Nemo propheta in patria, lo dicevano i latini… un po’ di tempo fa.
Qualcuno lo ricordi anche alla Deceuninck-Quick Step, la vera sconfitta dell’edizione numero 115 del Giro di Lombardia, vinta da un Tadej Pogacar che inizia a vedere non troppo lontano lo striscione con scritto “Leggenda”.
Sì, perché se tutti gli appassionati di ciclismo, italiani e forse non solo, non possono che essersi entusiasmati di fronte al coraggio di Fausto Masnada, chiamato a sfidare il gigante Tadej Pogacar, è indubbio che la strategia della formazione belga di giocarsi Masnada come prima carta potendo contare su corridori come Julian Alaphilippe, Joao Almeida e Remco Evenepoel, tutti giunti in discreta forma alla Classicissima d’autunno, sia stata discutibile.
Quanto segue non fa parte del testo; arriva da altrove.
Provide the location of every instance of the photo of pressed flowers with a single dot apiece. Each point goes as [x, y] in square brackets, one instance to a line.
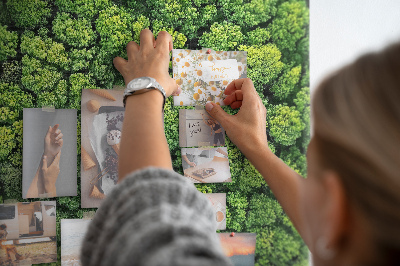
[204, 74]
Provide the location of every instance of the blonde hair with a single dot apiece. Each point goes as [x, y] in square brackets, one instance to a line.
[356, 115]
Chi non è stato praticamente mai in lotta è stato Evenepoel, che 14 mesi dopo la caduta-shock ha confermato come il Lombardia non gli porti proprio fortuna. Il belga ha insomma deluso, ma non come Primoz Roglic.
Lo sloveno era arrivato alla corsa da favoritissimo dopo il colpo da maestro al Gran Piemonte e invece sulle strade lombarde non si è mai visto, finendo amaramente quarto allo sprint dei battuti, dietro Adam Yates che aveva beffato proprio a Superga e subito davanti all’eterno Alejandro Valverde.
Uno sloveno sovrasta l’altro
Viene da pensare a questo punto che il capitano della Jumbo-Visma soffra la personalità dell’illustre connazionale, che certo ha una marcia in più anche rispetto al miglior Roglic. Al netto delle discutibili scelte della Deceuninck-Quick Step la prova di forza data da Pogacar al Lombardia è quella del fuoriclasse autentico, che si è preso la corsa quando e come ha voluto.
Lo scatto sul Ganda (laddove c’ha provato anche Vincenzo Nibali, l’ultimo italiano a vincere questa corsa, alla fine 13°) quando alla fine mancavano ancora più di 30 chilometri è stato quello di chi sa la propria condizione e di poter fare la differenza a piacimento e così è stato. Pogacar ha fatto brillare il proprio bagaglio completo, fatto di resistenza, velocità, strategia e coraggio, queste ultime due doti evidenziate nella scelta del momento dello scatto decisivo.
Il tutto a 23 anni e sostenuto da una condizione psicofisica d’altri tempi, se è vero che eccetto un breve passaggio a vuoto proprio sul finire di stagione, Pogacar è stato al top per tutto l’anno, vincendo la Tirreno-Adriatico a marzo, la Liegi ad aprile, il Tour a luglio e ora il Lombardia. Già, d’altri tempi, se è vero che l’ultimo in grado di vincere almeno tre corse in una stagione tra grandi giri e classiche era stato un certo Eddy Merckx, nel 1973, portando a casa Giro, Vuelta, Liegi e Roubaix.
La stagione comunque non è ancora finita, perché domenica 7 è in programma la Parigi-Tours. Il percorso è quello tradizionale, con sette côtes, tutte negli ultimi 50 km, e i nove tratti in sterrato, brevi (per un totale di 9,5 km), ma impegnativi e da affrontare dopo i primi 140 km di pianura.
Insomma, una Classica alla belga in tutto e per tutto, una Roubaix in miniatura in cui a spuntarla sarà chi avrà ancora una condizione accettabile e magari qualche deluso dall’Inferno del Nord. Come Florian Vermeersch, che ha ancora negli occhi la beffa subita da Colbrelli, e come Jasper Stuyven, forse il favorito assoluto potendo vincere sia con un attacco da lontano che in volata. Altri potenziali favoriti sono il campione uscente Casper Pedersen e Jordi Meeus, che dovranno però aspettare di capire se le rispettive squadre, DSM e Bora-Hansgrohe, punteranno su di loro o su Soren Kragh Andersen o Martin Laas.